As the calls made are on bridge , a hold signal involves a RE-INIVITE with held-SDP to media manager (MM). If hold status on trunk is 200 OK the hold status will be sent to other call interfaces connected on the trunk. Else if hold is denied ,403 is sent back to hold-initiates.

Music on hold is an one way RTP mostly from media server.

For a bridged scenarios , separate Music on hold bridges are kept on Media Managers. When an UA has to hold , it is removed from original bridge and place on music on hold bridge . To be unhold/ resume it is placed back into the orignal bridge from music on hold bridge .


user initiates conference, the conference feature can execute on the zone where the user was logged on, irrespective of zones where the other conference attendees join from . The Call processing framework of originators zone completes the SDP exchange to establish two-way speech path among all the parties.

Incases there are multiple connections from a zone , a local MM conference bridge can be created for them which would connect back to originators MM conf bridge . this two part conf bridge will be transparent to the sip line sand users .

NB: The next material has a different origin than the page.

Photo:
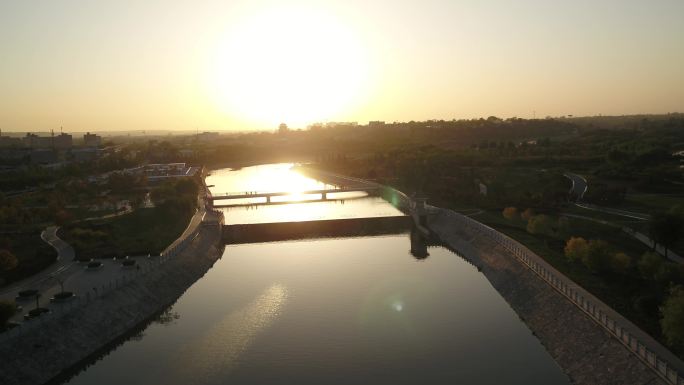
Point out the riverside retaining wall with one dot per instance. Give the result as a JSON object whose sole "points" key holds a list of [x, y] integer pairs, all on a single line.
{"points": [[592, 343], [48, 349]]}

For provisioning inputs and settings setup a Diagnostics , Administration and Configuration platform which can process APIs for data services , licences , alarms or do remote device control such as using SNMP

Session Border Controllers (SBC)

At network level SBC operations include

  • bridging multiple interfaces in different networks even between the IPv4 and IPv6 networks
  • auto NAT discovery and STUN
  • protocol conversion such as TLS to UDP etc
  • Flood detection and IP filtering

For SIP specific functionalities , SBC does

  • SIP validation involving checks on syntax and message contents also consistency checks are performed.
  • stateful and call aware. tracing, monitoring and checking for validitya and health of all the SIP messages
  • Topology hiding
  • Traffic filtering
  • Codec filtering , reordering , media pinning, transcoding, or call recording
  • Data replication brings High Availability (HA) with hot backups or even Active-Active solutions.

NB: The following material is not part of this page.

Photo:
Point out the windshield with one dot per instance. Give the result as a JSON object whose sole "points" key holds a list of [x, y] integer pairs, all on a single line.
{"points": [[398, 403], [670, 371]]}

Traffic sharing and routing roles of SBC can include

  • IP-based and Digest-based authentication
  • limiting traffic by number of concurrent calls or calling rate.
  • Dialplan and/or Custom routing
  • Dispatching/Load-balancing to a backend cluster of servers

SBC’s can be physical hardware boxes or software based applications, as the name suggests their purpose is to control the session at border between the enterprise and external service provider.

SIP to PSTN – SIP is an IP protocol whereas PSTN is a TDM one , achieving interoperability is also the KRA of an SBC

SIP trunking – SBC provide a secure sip connectivity to connect calls to sip trunks which provide bulk calls functionality at a flat pricing.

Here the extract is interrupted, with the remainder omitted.